Using aws.s3::get_bucket_df() returns errors when

2019-08-30 00:17发布

问题:

I have a repository in S3:

my_bucket:
    folder1
      subfolder11
        subfolder111
    folder2
      subfolder21
       subfolder221

I am trying to connect and load all files in all relevant folders in my bucket. Here is how I am trying to do this:

library(aws.s3)
bl <- bucketlist()

### Builds a dataframe of the files in a bucket###
dfBucket <- get_bucket_df(bucket = "my_bucket", prefix = "folder1/", max = Inf)

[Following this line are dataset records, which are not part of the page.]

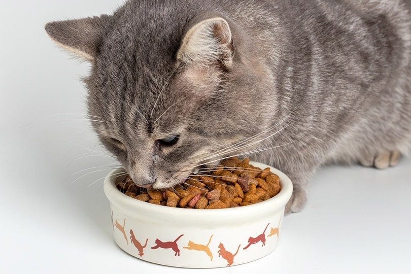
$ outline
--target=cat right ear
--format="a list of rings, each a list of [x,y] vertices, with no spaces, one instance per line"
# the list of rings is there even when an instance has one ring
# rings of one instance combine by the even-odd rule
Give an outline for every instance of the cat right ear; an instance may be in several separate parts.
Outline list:
[[[45,28],[50,38],[57,44],[91,61],[97,55],[104,23],[108,17],[103,15],[101,17],[51,22],[47,23]]]
[[[177,53],[177,60],[187,63],[208,65],[219,62],[231,68],[234,53],[231,30],[224,19],[203,20],[185,34]]]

I am getting the following error:

Error in z[["Owner"]][["ID"]] : subscript out of bounds

Please advise.

UPDATE: I actually can run this command on other buckets and the issue is focusing on very long file names stored in this particular bucket in S3.

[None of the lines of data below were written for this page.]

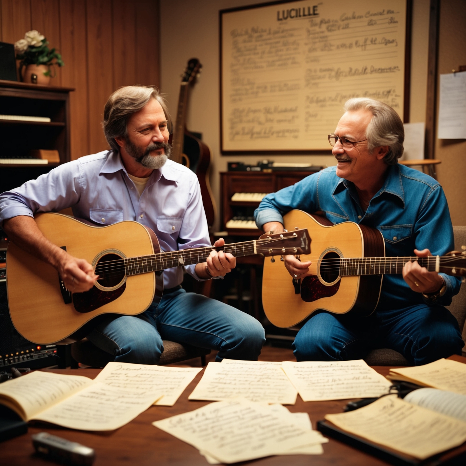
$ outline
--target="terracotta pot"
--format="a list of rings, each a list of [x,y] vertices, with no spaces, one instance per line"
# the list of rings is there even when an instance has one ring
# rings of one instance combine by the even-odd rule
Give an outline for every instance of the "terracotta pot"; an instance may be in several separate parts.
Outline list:
[[[44,73],[48,71],[48,67],[47,65],[28,65],[23,73],[23,81],[28,84],[32,82],[47,86],[50,84],[50,77],[44,75]],[[33,75],[37,76],[37,81],[34,79]]]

Please advise how to solve it given the new info.

回答1:

Solved by using rbindlist(dfBucket).

In my case get_bucket() did work and returned a list of bucket contents.

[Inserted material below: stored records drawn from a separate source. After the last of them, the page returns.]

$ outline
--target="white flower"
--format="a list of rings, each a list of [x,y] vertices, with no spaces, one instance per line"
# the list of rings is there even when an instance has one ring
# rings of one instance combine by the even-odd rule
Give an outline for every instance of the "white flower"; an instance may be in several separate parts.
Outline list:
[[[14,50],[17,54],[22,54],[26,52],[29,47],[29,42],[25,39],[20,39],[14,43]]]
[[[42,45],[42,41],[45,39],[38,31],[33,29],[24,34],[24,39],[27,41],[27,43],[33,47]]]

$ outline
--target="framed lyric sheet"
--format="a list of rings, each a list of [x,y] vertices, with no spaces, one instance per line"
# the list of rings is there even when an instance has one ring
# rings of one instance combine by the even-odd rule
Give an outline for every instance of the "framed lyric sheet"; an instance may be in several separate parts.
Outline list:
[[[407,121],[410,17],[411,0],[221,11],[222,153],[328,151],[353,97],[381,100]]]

get_bucket_df() returned an error:

Error in z[["Owner"]][["ID"]] : subscript out of bounds

I have tried to find out what can solve my issue and used rbindlist which solved my issue.

Those who commented and criticized my answer, I am totally don't agree. If you know how to solve, please share your answer. It's not professional to throw critics without providing a solution!